Deputy Prime Minister David Lammy used the OpenAI Frontiers conference in London on 23 October to set out how ministers intend to put artificial intelligence to work across the state. He confirmed OpenAI will offer a UK data residency option and announced a further rollout of the Ministry of Justice’s Justice Transcribe to 1,000 probation officers, with the department estimating 240,000 days of administrative time saved each year.
OpenAI said the UK data residency capability will be available from Friday 24 October for customers using the API Platform, ChatGPT Enterprise and ChatGPT Edu. The company also referenced a new agreement with the Ministry of Justice to support secure use of its tools, positioning the UK option as a route to meet local data protection preferences.
Reuters reported the UK residency launch alongside the government’s partnership with OpenAI, noting that the move aims to bolster privacy assurances for public bodies and regulated sectors. For procurement teams, the timing is immediate: provisioning for a UK-at-rest option begins this week.

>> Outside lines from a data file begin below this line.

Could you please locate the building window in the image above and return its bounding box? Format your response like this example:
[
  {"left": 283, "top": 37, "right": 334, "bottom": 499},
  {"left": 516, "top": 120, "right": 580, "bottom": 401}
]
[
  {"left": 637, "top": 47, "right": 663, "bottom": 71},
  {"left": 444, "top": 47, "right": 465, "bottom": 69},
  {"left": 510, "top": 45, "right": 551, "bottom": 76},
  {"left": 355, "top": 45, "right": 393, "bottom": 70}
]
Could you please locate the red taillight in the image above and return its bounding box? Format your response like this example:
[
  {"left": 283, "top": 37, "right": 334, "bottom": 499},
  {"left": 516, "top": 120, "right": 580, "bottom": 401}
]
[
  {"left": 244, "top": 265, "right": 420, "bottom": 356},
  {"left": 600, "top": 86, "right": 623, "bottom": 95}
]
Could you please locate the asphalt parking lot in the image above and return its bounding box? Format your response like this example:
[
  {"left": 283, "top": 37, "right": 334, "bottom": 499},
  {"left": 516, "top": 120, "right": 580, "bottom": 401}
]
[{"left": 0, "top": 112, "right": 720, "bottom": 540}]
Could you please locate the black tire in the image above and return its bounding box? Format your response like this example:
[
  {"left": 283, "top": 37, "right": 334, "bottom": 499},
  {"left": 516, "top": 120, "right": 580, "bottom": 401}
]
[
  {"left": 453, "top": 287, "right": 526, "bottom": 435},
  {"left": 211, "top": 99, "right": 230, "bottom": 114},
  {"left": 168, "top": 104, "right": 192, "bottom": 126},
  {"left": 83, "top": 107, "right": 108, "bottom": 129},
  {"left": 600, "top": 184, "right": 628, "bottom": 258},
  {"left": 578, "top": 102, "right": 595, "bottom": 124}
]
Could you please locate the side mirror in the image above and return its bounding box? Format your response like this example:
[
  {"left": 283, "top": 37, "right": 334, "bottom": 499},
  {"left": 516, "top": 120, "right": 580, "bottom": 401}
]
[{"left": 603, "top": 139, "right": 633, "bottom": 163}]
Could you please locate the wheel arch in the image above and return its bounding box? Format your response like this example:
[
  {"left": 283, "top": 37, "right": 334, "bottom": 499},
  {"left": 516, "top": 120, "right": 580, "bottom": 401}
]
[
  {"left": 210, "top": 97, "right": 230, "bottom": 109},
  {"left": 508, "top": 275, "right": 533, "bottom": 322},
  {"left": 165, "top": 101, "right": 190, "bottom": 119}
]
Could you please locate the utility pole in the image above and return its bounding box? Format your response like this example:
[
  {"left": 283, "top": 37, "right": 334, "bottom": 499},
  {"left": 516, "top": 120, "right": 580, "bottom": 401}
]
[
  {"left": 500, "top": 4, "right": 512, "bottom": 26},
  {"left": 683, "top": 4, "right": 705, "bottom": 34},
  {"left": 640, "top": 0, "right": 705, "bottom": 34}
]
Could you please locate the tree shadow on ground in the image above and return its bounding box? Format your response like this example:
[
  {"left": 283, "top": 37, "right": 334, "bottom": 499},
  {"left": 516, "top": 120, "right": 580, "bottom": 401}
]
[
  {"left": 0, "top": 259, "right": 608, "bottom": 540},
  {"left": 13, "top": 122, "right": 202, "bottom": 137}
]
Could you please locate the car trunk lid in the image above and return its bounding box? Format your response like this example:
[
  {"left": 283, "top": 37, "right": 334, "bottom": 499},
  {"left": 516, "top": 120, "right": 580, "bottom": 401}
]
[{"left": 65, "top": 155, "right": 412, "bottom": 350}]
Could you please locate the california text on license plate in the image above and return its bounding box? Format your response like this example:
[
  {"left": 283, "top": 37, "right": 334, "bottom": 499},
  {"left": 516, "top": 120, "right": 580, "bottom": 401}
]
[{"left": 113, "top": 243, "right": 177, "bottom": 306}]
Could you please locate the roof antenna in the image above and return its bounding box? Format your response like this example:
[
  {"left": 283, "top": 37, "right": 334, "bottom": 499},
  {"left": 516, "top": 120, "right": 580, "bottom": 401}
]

Justice Transcribe, trialled in probation, automatically records and transcribes supervision sessions to reduce paperwork and improve the quality of case notes. According to the Deputy Prime Minister, 80% of surveyed officers reported better engagement with people on probation; today’s expansion equips 1,000 additional officers, with time savings redeployed to rehabilitation and risk management.
Two other operational examples were highlighted. Consult, built by the government’s i.AI team, uses topic modelling to process consultation responses at speed; officials describe potential savings of tens of thousands of analysis days per year, with recent use on the independent water review. DERM, a NICE‑endorsed AI for skin‑lesion triage, is being used in NHS teledermatology pathways to free specialist capacity and reduce waiting times.
The speech situated these deployments within the Prime Minister’s AI Opportunities Action Plan, which the government adopted in January, and within new transatlantic initiatives. The UK‑US Technology Prosperity Deal, signed in mid‑September, commits both governments to deepen cooperation on advanced technologies, while Whitehall’s AI Growth Zones policy aims to channel investment and jobs to regional hubs.
The first AI Growth Zone in the North East is projected to support over 5,000 jobs and attract up to £30 billion in private investment, with partners including NVIDIA, OpenAI and British firm Nscale to expand compute capacity. Officials pitch the zone as a practical platform for skills, research and industrial adoption.
Infrastructure constraints will be central to delivery. Independent reporting has already flagged water and energy pressures associated with data centre build‑out, including concerns near early growth‑zone sites; ministers say sustainability requirements will be embedded as schemes progress.
For data protection leads, OpenAI’s residency option addresses a common blocker but does not remove the need for diligence. OpenAI’s documentation notes that some categories of metadata and certain features can involve processing outside the chosen region; organisations should check scope, feature compatibility and auditability before enabling the UK region.
Within justice, the Ministry of Justice’s Justice AI Unit is scaling secure AI assistants (including ChatGPT Enterprise and Microsoft tools) across the department under an “AI for All” campaign, targeting general availability by end‑2025. Early pilots report material time savings for staff handling transcription, drafting and summarisation tasks.
The government frames this programme as part of a wider push to lift public‑sector productivity and service quality, while anchoring private‑sector investment via the Tech Prosperity Deal and regional growth policy. Industry leaders have argued the UK can build a leading position if it matches talent with infrastructure; recent commentary from NVIDIA has been supportive of that direction.
Policy Wire analysis: today’s commitments give delivery teams immediate actions. Departments can begin residency checks with vendors, refresh DPIAs and procurement baselines, and schedule evaluations of Justice Transcribe and Consult against local workflows. In parallel, watch for the formal activation of UK data residency, further Growth Zone designations, and MoJ performance data on admin time released back to the frontline.